بسم الله الرحمن الرحيم
اللهم صل على سيدنا محمد
JADIKAN ALQURAN SEBAGAI BACAAN YANG PALING UTAMA
***'Jangan menilai sesuatu hanya dari satu sisi, coba perhatikan baik-baik. Tidak semua yang terlihat serupa akan sama persis, pasti ada perbedaan.'
________________Sinar matahari kali ini tampak meredup, awan mendung membentang luas di angkasa. Tak lama hujan turun begitu deras disertai angin kencang. Aku menghentikan kayuhan sepeda, menepi untuk berteduh di emperan toko kelontong yang tutup. Kuyakin ibu di rumah pasti cemas, melihat rintik hujan turun tapi anaknya belum juga pulang.
Mataku menyapu pandangan, mengabsen setiap pengendara motor yang lewat, siapa tau itu Juragan. Tatapanku seketika terhenti pada sosok pria dengan jaket kulit berwarna hitam yang berjalan mendekat sambil menuntun motornya ke arahku, mungkin ingin berteduh juga.
"Ya Allah, sorbannya Juragan basah. Aku lupa tidak memasukkan dalam kantong plastik." Aku terkaget ketika tanganku menyentuh sebuah kain berwarna putih yang basah, bergerak cepat mengeluarkan dari tas selempangku. Mengibas cukup keras agar airnya berkurang sebelum kumasukkan dalam kantong plastik.
Niat awal ingin mengembalikan sorban itu pada Juragan harus batal. Bahkan aku harus kembali membawanya pulang sebab tidak pantas jika kuberikan padanya dalam kondisi basah. Dan kini malah terjebak hujan di emperan toko bersama seorang pria.
Sekitar satu jam aku mematung bersama pria berjaket kulit itu tapi hujan tak kunjung reda. Sesekali suara petir menggelegar memekakkan telinga. Membuatku beberapa kali terkaget juga sedikit takut. Aku memutuskan duduk di kursi kayu dengan permukaan sedikit basah sembari memasukkan tangan dalam saku jaket yang kukenakan. Sedikit mencari kehangatan disaat udara terasa dingin dan lembab.
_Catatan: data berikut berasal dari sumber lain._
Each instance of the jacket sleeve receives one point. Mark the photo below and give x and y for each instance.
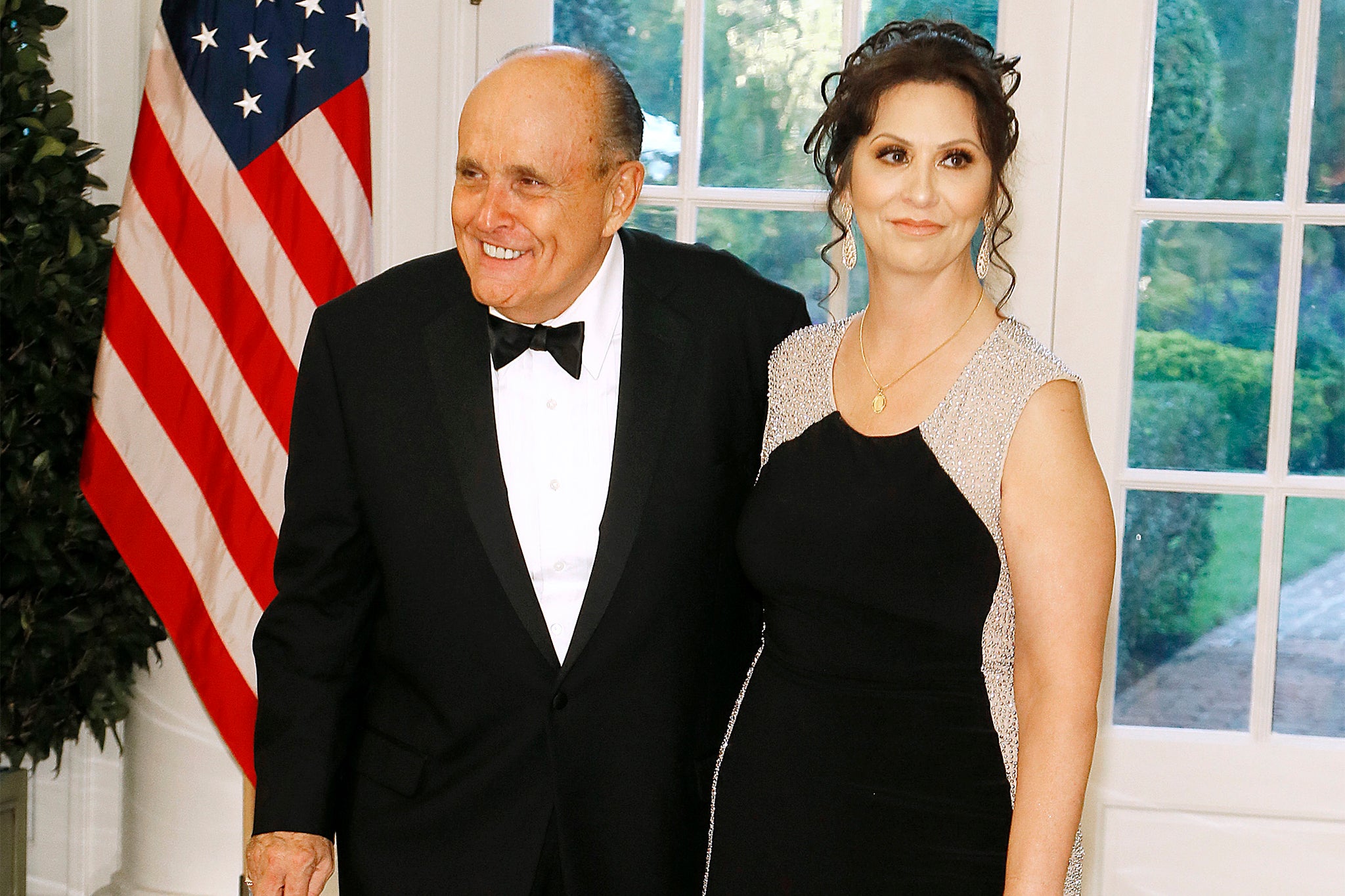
(311, 640)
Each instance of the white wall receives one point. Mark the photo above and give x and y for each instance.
(181, 830)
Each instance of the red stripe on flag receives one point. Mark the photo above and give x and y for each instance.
(160, 571)
(209, 265)
(347, 113)
(165, 385)
(298, 224)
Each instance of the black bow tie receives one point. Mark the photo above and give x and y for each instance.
(565, 344)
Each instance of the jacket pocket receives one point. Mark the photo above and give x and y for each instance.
(390, 763)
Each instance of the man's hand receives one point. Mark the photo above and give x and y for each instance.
(287, 864)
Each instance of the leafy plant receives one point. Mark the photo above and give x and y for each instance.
(73, 624)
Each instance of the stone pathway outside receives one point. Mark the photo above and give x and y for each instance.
(1208, 684)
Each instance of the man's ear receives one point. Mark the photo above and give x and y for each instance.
(623, 190)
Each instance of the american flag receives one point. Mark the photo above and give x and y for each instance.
(248, 205)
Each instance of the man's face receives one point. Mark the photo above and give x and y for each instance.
(531, 217)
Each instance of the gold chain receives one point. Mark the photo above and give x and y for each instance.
(880, 400)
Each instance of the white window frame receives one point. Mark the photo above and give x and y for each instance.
(1026, 27)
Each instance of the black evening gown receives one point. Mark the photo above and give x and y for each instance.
(864, 758)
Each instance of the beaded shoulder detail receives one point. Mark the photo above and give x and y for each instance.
(799, 383)
(969, 435)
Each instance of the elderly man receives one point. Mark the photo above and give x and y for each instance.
(510, 622)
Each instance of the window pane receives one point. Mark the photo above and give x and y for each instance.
(1202, 347)
(1319, 433)
(1327, 182)
(645, 38)
(981, 16)
(764, 62)
(1188, 610)
(780, 245)
(657, 219)
(1310, 658)
(1219, 121)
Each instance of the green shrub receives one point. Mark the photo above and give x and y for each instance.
(73, 624)
(1169, 540)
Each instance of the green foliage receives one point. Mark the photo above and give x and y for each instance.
(1185, 147)
(1218, 419)
(1169, 540)
(1219, 123)
(73, 624)
(1319, 435)
(1328, 160)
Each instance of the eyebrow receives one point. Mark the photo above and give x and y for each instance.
(514, 171)
(907, 142)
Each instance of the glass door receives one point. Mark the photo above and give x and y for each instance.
(1202, 269)
(730, 91)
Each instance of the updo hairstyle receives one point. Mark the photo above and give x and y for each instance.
(929, 53)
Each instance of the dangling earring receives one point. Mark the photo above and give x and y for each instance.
(984, 253)
(849, 253)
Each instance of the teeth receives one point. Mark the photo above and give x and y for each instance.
(499, 251)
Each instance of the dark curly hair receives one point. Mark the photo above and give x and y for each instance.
(931, 53)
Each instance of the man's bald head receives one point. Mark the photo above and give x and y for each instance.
(619, 119)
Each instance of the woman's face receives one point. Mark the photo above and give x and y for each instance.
(920, 181)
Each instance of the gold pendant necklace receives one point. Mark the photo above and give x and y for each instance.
(880, 400)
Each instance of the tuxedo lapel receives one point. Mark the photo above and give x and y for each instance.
(458, 350)
(653, 345)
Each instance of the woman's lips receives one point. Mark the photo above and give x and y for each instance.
(917, 227)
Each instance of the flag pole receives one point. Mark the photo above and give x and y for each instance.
(249, 803)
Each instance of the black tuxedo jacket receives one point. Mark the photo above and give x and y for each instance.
(410, 700)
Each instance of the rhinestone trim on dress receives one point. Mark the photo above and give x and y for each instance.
(969, 435)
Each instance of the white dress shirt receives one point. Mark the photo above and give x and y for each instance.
(556, 436)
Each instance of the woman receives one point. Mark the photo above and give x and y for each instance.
(930, 530)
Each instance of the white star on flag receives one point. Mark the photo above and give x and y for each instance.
(206, 38)
(249, 104)
(255, 49)
(359, 16)
(301, 58)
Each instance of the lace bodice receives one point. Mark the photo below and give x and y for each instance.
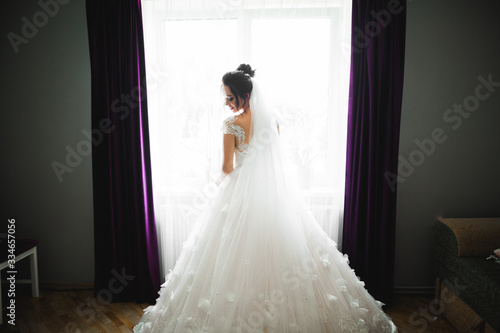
(228, 127)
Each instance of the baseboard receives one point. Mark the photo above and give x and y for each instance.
(62, 286)
(420, 290)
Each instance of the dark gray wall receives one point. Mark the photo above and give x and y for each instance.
(449, 45)
(45, 104)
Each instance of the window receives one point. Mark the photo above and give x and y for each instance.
(299, 53)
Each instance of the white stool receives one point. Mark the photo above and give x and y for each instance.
(25, 248)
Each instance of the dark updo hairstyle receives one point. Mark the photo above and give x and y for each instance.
(239, 82)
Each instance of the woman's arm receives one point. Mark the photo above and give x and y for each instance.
(229, 141)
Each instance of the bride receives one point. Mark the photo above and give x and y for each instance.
(257, 260)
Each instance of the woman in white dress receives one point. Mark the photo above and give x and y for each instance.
(257, 260)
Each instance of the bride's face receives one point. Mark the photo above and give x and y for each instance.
(231, 100)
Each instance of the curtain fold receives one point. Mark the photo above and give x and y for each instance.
(375, 98)
(126, 250)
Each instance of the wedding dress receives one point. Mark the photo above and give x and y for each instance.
(257, 260)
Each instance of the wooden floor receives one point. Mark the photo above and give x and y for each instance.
(78, 312)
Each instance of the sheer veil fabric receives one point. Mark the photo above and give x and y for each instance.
(257, 260)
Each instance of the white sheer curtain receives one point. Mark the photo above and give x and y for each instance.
(300, 49)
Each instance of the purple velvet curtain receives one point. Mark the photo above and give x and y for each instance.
(375, 97)
(126, 250)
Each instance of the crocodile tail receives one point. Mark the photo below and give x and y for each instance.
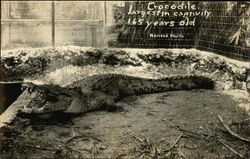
(173, 83)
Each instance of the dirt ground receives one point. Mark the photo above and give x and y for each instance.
(170, 125)
(176, 124)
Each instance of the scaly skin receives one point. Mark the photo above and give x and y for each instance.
(96, 91)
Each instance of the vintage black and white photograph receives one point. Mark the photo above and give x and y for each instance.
(125, 80)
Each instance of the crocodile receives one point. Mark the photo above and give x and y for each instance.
(103, 90)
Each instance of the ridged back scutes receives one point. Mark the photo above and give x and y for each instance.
(142, 84)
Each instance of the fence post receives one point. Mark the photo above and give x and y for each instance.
(53, 23)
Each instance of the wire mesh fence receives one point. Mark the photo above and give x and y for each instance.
(219, 27)
(225, 31)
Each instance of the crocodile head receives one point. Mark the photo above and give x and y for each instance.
(46, 99)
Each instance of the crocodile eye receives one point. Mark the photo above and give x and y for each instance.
(52, 99)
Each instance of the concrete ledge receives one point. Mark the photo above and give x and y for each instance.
(10, 113)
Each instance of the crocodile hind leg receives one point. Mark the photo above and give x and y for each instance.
(111, 106)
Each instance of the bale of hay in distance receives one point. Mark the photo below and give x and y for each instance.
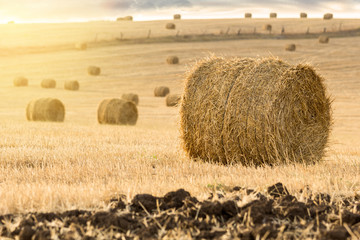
(290, 47)
(173, 100)
(256, 112)
(328, 16)
(48, 83)
(131, 97)
(45, 109)
(94, 70)
(323, 39)
(170, 26)
(273, 15)
(117, 111)
(303, 15)
(20, 82)
(172, 60)
(71, 85)
(161, 91)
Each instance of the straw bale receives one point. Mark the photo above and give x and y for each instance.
(45, 109)
(94, 71)
(161, 91)
(131, 97)
(117, 111)
(173, 100)
(48, 83)
(71, 85)
(20, 82)
(254, 112)
(172, 60)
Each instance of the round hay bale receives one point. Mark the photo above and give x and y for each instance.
(303, 15)
(94, 71)
(45, 109)
(256, 112)
(170, 26)
(48, 83)
(71, 85)
(273, 15)
(173, 100)
(131, 97)
(117, 111)
(248, 15)
(20, 82)
(323, 39)
(161, 91)
(172, 60)
(290, 47)
(328, 16)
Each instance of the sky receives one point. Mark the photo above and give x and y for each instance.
(85, 10)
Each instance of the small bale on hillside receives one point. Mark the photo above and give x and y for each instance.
(161, 91)
(131, 97)
(117, 111)
(170, 26)
(273, 15)
(94, 71)
(71, 85)
(48, 83)
(303, 15)
(323, 39)
(290, 47)
(254, 111)
(21, 82)
(173, 100)
(172, 60)
(45, 109)
(328, 16)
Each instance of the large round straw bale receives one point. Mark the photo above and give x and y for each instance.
(45, 109)
(328, 16)
(131, 97)
(303, 15)
(254, 112)
(173, 100)
(93, 70)
(161, 91)
(20, 82)
(71, 85)
(290, 47)
(273, 15)
(323, 39)
(170, 26)
(172, 60)
(117, 111)
(48, 83)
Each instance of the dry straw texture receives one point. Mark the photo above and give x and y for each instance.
(170, 26)
(161, 91)
(117, 111)
(131, 97)
(71, 85)
(323, 39)
(94, 71)
(290, 47)
(20, 82)
(45, 109)
(173, 100)
(48, 83)
(328, 16)
(172, 60)
(254, 112)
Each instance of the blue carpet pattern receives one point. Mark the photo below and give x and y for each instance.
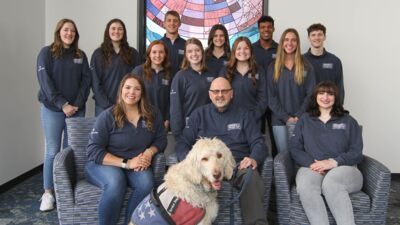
(20, 205)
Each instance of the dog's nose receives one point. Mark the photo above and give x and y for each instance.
(217, 174)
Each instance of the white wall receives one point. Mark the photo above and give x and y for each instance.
(364, 34)
(22, 36)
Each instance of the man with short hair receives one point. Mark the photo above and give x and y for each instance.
(238, 130)
(327, 66)
(175, 44)
(265, 48)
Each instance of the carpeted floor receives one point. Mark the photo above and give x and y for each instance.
(20, 205)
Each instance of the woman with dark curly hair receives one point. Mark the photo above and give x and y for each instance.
(121, 146)
(218, 50)
(110, 62)
(327, 145)
(157, 77)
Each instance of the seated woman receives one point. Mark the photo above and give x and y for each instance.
(121, 145)
(327, 145)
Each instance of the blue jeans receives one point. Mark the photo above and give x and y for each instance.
(113, 181)
(53, 124)
(281, 138)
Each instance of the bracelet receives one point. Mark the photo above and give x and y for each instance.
(124, 164)
(65, 104)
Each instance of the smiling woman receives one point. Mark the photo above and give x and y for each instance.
(327, 145)
(190, 86)
(64, 78)
(121, 146)
(291, 80)
(110, 62)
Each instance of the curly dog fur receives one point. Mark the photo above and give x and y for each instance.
(198, 177)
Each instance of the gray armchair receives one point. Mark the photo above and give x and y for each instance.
(77, 200)
(369, 204)
(227, 191)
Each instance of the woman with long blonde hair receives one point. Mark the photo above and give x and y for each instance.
(290, 80)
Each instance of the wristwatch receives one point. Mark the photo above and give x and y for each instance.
(124, 164)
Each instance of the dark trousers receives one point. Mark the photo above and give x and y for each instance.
(251, 200)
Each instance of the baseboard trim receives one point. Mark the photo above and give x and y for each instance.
(14, 182)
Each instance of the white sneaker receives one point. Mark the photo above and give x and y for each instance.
(47, 203)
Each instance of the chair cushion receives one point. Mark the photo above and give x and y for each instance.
(360, 200)
(87, 194)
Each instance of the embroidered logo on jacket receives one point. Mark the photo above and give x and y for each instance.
(78, 61)
(339, 126)
(234, 126)
(210, 79)
(257, 76)
(165, 82)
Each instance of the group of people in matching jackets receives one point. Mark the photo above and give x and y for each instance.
(216, 92)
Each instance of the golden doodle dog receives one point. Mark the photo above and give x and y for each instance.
(189, 193)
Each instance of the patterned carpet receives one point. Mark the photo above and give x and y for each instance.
(20, 205)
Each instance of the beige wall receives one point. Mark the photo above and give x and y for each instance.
(364, 35)
(22, 36)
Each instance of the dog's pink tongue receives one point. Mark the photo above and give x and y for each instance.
(217, 185)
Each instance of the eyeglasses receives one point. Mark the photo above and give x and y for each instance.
(222, 91)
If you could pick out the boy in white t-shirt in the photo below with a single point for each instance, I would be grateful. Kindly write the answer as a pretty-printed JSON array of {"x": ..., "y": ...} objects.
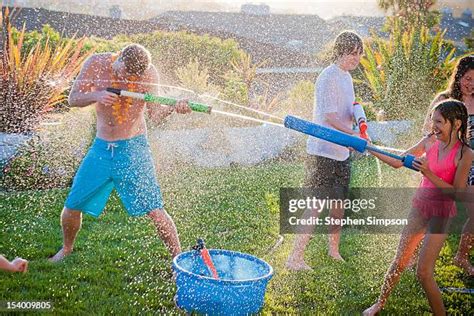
[{"x": 328, "y": 166}]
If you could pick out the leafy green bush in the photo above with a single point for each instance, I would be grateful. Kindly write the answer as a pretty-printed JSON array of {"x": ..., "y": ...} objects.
[
  {"x": 405, "y": 72},
  {"x": 33, "y": 82}
]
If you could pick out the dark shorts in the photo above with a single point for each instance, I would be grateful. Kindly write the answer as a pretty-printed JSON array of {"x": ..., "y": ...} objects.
[{"x": 322, "y": 172}]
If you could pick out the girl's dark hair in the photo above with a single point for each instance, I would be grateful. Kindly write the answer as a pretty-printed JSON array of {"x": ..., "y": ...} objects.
[
  {"x": 452, "y": 110},
  {"x": 345, "y": 43},
  {"x": 454, "y": 88}
]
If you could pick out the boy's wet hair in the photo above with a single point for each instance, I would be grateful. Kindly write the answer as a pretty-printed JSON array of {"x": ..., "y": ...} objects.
[
  {"x": 452, "y": 110},
  {"x": 346, "y": 43},
  {"x": 136, "y": 58},
  {"x": 464, "y": 64}
]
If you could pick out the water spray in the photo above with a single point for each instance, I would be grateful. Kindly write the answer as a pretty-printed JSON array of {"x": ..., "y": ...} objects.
[
  {"x": 147, "y": 97},
  {"x": 342, "y": 139},
  {"x": 206, "y": 257}
]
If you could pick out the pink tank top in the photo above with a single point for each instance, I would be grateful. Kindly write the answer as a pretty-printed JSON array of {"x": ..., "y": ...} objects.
[{"x": 429, "y": 200}]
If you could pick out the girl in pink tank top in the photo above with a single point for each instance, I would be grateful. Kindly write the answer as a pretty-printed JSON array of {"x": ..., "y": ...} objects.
[
  {"x": 429, "y": 200},
  {"x": 444, "y": 159}
]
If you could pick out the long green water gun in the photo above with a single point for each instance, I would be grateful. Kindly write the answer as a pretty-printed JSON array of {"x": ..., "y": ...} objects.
[{"x": 147, "y": 97}]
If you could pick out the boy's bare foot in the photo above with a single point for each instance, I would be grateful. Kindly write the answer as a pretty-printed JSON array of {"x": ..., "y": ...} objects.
[
  {"x": 59, "y": 256},
  {"x": 335, "y": 255},
  {"x": 372, "y": 310},
  {"x": 295, "y": 265},
  {"x": 465, "y": 265}
]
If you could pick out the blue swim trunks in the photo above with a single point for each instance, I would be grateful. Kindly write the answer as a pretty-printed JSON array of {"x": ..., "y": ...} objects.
[{"x": 125, "y": 165}]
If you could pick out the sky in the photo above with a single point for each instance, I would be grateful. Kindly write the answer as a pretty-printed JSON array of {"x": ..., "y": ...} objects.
[
  {"x": 330, "y": 8},
  {"x": 323, "y": 8}
]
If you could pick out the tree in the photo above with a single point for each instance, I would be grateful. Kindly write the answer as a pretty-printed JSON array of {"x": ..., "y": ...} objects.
[{"x": 412, "y": 12}]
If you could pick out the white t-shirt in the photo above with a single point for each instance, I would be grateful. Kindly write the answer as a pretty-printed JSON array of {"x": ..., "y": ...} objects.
[{"x": 334, "y": 93}]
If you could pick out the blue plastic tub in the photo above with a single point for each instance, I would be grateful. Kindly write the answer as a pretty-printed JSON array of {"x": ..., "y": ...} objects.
[{"x": 239, "y": 290}]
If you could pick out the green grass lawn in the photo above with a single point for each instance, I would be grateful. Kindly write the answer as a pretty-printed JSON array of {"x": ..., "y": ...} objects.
[{"x": 120, "y": 266}]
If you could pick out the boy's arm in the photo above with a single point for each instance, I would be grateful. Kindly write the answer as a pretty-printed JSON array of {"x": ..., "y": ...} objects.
[
  {"x": 334, "y": 121},
  {"x": 156, "y": 111},
  {"x": 81, "y": 94},
  {"x": 417, "y": 150}
]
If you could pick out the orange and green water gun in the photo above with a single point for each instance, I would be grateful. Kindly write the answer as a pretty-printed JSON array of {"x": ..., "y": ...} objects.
[{"x": 147, "y": 97}]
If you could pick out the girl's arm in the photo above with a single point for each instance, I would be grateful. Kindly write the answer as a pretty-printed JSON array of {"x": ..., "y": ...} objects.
[
  {"x": 417, "y": 150},
  {"x": 460, "y": 178}
]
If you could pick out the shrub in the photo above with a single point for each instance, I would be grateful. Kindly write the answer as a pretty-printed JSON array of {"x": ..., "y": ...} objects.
[
  {"x": 32, "y": 83},
  {"x": 405, "y": 72}
]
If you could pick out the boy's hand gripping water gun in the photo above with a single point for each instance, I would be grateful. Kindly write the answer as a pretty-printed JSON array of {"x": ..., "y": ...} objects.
[
  {"x": 340, "y": 138},
  {"x": 206, "y": 257},
  {"x": 196, "y": 107},
  {"x": 361, "y": 119}
]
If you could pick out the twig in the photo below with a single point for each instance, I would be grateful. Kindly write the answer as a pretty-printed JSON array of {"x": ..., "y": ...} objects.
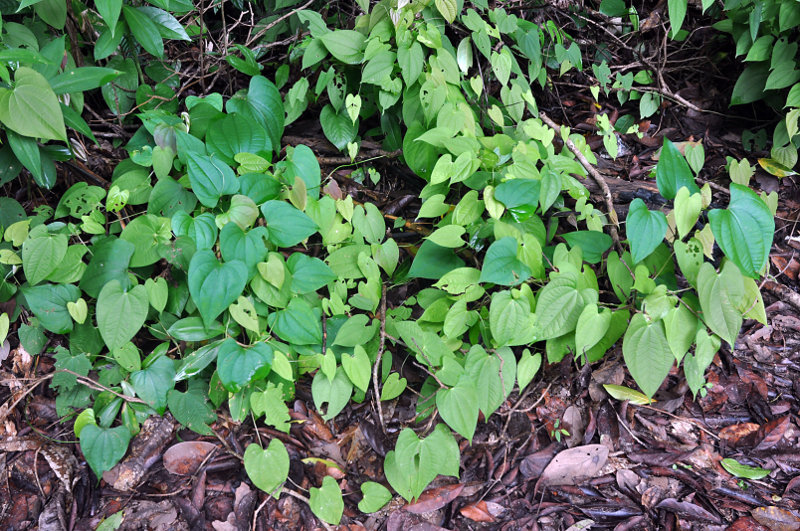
[
  {"x": 302, "y": 498},
  {"x": 601, "y": 182},
  {"x": 377, "y": 366},
  {"x": 275, "y": 22}
]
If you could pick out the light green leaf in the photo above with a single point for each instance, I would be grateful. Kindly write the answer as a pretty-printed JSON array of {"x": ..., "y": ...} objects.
[
  {"x": 214, "y": 285},
  {"x": 375, "y": 496},
  {"x": 31, "y": 108},
  {"x": 326, "y": 502},
  {"x": 645, "y": 229},
  {"x": 104, "y": 447},
  {"x": 647, "y": 353},
  {"x": 267, "y": 468}
]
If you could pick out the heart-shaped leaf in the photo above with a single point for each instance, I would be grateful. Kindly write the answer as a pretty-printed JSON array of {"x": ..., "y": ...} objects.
[
  {"x": 744, "y": 230},
  {"x": 103, "y": 447},
  {"x": 268, "y": 468},
  {"x": 645, "y": 229},
  {"x": 214, "y": 285},
  {"x": 78, "y": 310},
  {"x": 237, "y": 366},
  {"x": 326, "y": 502},
  {"x": 120, "y": 313}
]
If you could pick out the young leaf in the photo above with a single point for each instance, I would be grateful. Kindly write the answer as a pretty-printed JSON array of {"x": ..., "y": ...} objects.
[
  {"x": 375, "y": 496},
  {"x": 744, "y": 230},
  {"x": 31, "y": 108},
  {"x": 647, "y": 353},
  {"x": 120, "y": 313},
  {"x": 645, "y": 229},
  {"x": 237, "y": 366},
  {"x": 326, "y": 502},
  {"x": 267, "y": 468},
  {"x": 673, "y": 172},
  {"x": 214, "y": 285},
  {"x": 104, "y": 447}
]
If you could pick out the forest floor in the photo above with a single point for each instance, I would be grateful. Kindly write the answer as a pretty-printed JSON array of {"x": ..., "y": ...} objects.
[{"x": 655, "y": 466}]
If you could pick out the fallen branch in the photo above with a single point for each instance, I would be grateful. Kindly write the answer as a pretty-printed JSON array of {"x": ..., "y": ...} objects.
[{"x": 601, "y": 182}]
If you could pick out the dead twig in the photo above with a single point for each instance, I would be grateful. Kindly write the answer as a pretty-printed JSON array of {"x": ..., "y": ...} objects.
[
  {"x": 601, "y": 182},
  {"x": 377, "y": 367}
]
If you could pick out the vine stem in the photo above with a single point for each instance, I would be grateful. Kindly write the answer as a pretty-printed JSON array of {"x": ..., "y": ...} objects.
[
  {"x": 598, "y": 178},
  {"x": 376, "y": 367}
]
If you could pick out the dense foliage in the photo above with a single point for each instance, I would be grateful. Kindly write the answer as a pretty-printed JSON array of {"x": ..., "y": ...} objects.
[{"x": 217, "y": 269}]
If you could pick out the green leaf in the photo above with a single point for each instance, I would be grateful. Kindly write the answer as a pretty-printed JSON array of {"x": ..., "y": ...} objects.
[
  {"x": 103, "y": 447},
  {"x": 459, "y": 407},
  {"x": 210, "y": 178},
  {"x": 345, "y": 45},
  {"x": 42, "y": 255},
  {"x": 358, "y": 367},
  {"x": 645, "y": 229},
  {"x": 109, "y": 10},
  {"x": 677, "y": 12},
  {"x": 338, "y": 127},
  {"x": 214, "y": 285},
  {"x": 266, "y": 105},
  {"x": 48, "y": 302},
  {"x": 298, "y": 324},
  {"x": 308, "y": 273},
  {"x": 31, "y": 108},
  {"x": 720, "y": 296},
  {"x": 234, "y": 134},
  {"x": 527, "y": 367},
  {"x": 375, "y": 496},
  {"x": 593, "y": 243},
  {"x": 120, "y": 313},
  {"x": 511, "y": 320},
  {"x": 247, "y": 247},
  {"x": 193, "y": 329},
  {"x": 270, "y": 403},
  {"x": 168, "y": 26},
  {"x": 592, "y": 326},
  {"x": 83, "y": 78},
  {"x": 739, "y": 470},
  {"x": 626, "y": 393},
  {"x": 154, "y": 382},
  {"x": 110, "y": 261},
  {"x": 335, "y": 393},
  {"x": 144, "y": 30},
  {"x": 448, "y": 236},
  {"x": 695, "y": 365},
  {"x": 192, "y": 410},
  {"x": 448, "y": 9},
  {"x": 286, "y": 225},
  {"x": 267, "y": 468},
  {"x": 501, "y": 265},
  {"x": 673, "y": 172},
  {"x": 687, "y": 210},
  {"x": 744, "y": 230},
  {"x": 326, "y": 502},
  {"x": 647, "y": 353},
  {"x": 433, "y": 261},
  {"x": 393, "y": 387},
  {"x": 237, "y": 366},
  {"x": 146, "y": 233},
  {"x": 197, "y": 361},
  {"x": 558, "y": 307}
]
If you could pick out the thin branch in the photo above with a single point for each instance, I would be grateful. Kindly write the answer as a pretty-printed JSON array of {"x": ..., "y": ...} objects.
[{"x": 601, "y": 182}]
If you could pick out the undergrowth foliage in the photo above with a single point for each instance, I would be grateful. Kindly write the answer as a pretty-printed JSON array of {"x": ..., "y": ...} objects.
[{"x": 187, "y": 285}]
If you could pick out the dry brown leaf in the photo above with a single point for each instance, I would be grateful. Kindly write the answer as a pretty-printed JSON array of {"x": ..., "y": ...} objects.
[
  {"x": 776, "y": 519},
  {"x": 571, "y": 465}
]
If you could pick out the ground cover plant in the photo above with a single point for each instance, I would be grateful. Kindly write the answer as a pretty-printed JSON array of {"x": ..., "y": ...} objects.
[{"x": 219, "y": 272}]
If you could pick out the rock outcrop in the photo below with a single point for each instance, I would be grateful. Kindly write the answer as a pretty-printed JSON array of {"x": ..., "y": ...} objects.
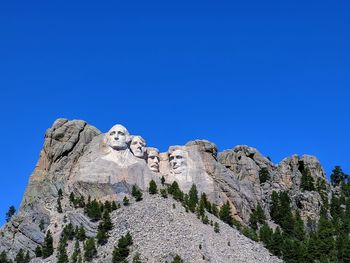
[{"x": 77, "y": 158}]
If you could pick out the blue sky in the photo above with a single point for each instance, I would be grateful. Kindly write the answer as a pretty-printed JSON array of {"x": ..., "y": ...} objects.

"Ketika kalimatmu tak terkontrol, penyesalan selalu datang setelah itu. Lihat Nis, pria baik yang menolongmu malah kau jadikan objek amukan ketika suasana hatimu kurang bersahabat," gumamku penuh penyesalan ketika kembali teringat pada Juragan.
Kepalaku menunduk, membiarkan air mata yang tiba-tiba meluncur tanpa permisi.
Aku ternyata masih lemah, benar-benar cengeng jika mengingat Juragan. Apalagi setelah ucapanku beberapa waktu lalu Ia tidak pernah datang menjenguk lagi. Bahkan setelah kepulanganku dari rumah sakit dan melewati gudang beras miliknya tetap saja tak menemukan kehadirannya. Kemana Ia sebenarnya? Sudah satu minggu lebih aku tak berjumpa dengannya.
Wajahku terangkat ketika melihat sebuah tangan mengangsurkan selembar tisu.
"Ambillah, usap air matamu itu."
Tanpa membalas aku langsung mengambil tisu itu. Mengusap sisa air mata di pipi lalu mengucap terima kasih. Entah apa yang ada pada pikiran pria itu. Bahkan sekarang Ia juga turut duduk di sampingku sembari membuka helmnya. Menoleh padaku sekilas sebelum bertanya.
"Dimana rumahmu?" tanyanya.
Aku seketika menoleh padanya, melihat pandangan pria itu tetap menatap ke depan. Raut wajahnya pun dari samping terlihat datar.
"Tidak jauh dari sini, Mas."
Setelah itu tidak ada lagi percakapan seiring hujan deras berganti menjadi gerimis tipis. Tubuhku bahkan sudah beranjak dari kursi menuju sepedaku yang terparkir di sudut toko. Berpamitan pada pria itu yang dibalas anggukan kecil.
Baru beberapa kayuhan, pedal sepedaku rasanya tak nyaman digerakkan dan membuatku berhenti ke tepian. Helaan napas berat terdengar dariku bersamaan ketika mengetahui penyebab sepeda butut di depanku ini tak nyaman karena rantainya terlepas. Mungkin aku harus menuntunnya hingga sampai rumah.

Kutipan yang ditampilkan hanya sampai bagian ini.